The Many Faces of Glass Beads

glass beads 4 430x443 - The Many Faces of Glass BeadsTo round out this week’s quick focus on beads, I thought I’d share focal beads in another medium that is very well-known for them–glass.

Glass artists have some very particular and, literally, inflexible limitations and yet they create these extremely intricate and amazing beads. They do get to work with super clear transparency–a characteristic of their medium that they use to great advantage–which is something that is difficult to achieve in polymer, but their forms and patterns are something that, I think, could be a gold mine of inspiration and a jumping off point for ideas in polymer that go beyond the basic and common beads seen in polymer.

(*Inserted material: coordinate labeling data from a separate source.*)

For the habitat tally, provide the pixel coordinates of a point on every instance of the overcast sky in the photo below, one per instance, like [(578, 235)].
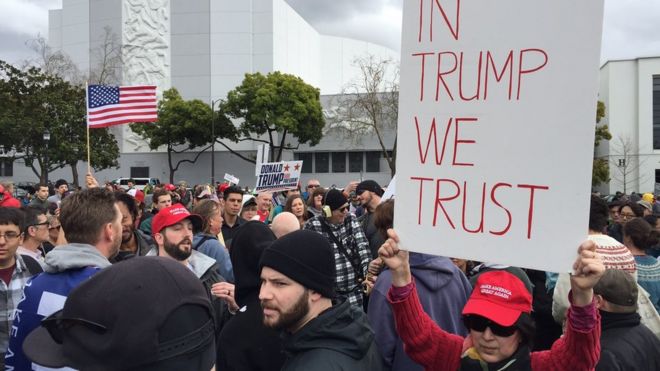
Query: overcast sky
[(631, 27)]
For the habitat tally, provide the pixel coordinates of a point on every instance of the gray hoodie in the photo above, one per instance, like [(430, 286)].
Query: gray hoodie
[(74, 256)]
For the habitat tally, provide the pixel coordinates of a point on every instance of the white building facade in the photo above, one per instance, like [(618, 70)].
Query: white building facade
[(204, 48), (630, 90)]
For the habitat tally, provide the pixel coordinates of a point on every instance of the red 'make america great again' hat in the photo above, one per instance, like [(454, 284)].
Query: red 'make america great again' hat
[(499, 296)]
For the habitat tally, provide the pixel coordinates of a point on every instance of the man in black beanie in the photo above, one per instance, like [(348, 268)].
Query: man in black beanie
[(349, 244), (297, 288), (369, 194)]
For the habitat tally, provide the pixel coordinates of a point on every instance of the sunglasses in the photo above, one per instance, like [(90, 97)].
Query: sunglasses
[(479, 323), (57, 326)]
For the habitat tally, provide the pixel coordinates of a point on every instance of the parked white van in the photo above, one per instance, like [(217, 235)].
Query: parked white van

Here are just four examples of the intricacy and beauty in glass bead making today. Starting from top left is a bead created by Leah Nietz, top right is Lisa Fletcher, bottom left is Andrea Guarino, and bottom right is Ikuyo Yamanaka. You can click on each artist’s name to reach their shop or website to look further into what they create. You can also immerse yourself in glass focal beads by putting that very phrase into a Pinterest, Google Images, Etsy, Flickr, or even Instagram.

Weekly Inspiration Challenge: Choose your favorite image posting service, such as those just listed above, and enjoy the art and inspiration that comes up when you search for “focal beads”. Choose a couple of images and try to determine what you like best about the bead or beads and then figure out how to recreate those characteristics in polymer. Hopefully that leads you to some original and very fulfilling polymer bead explorations.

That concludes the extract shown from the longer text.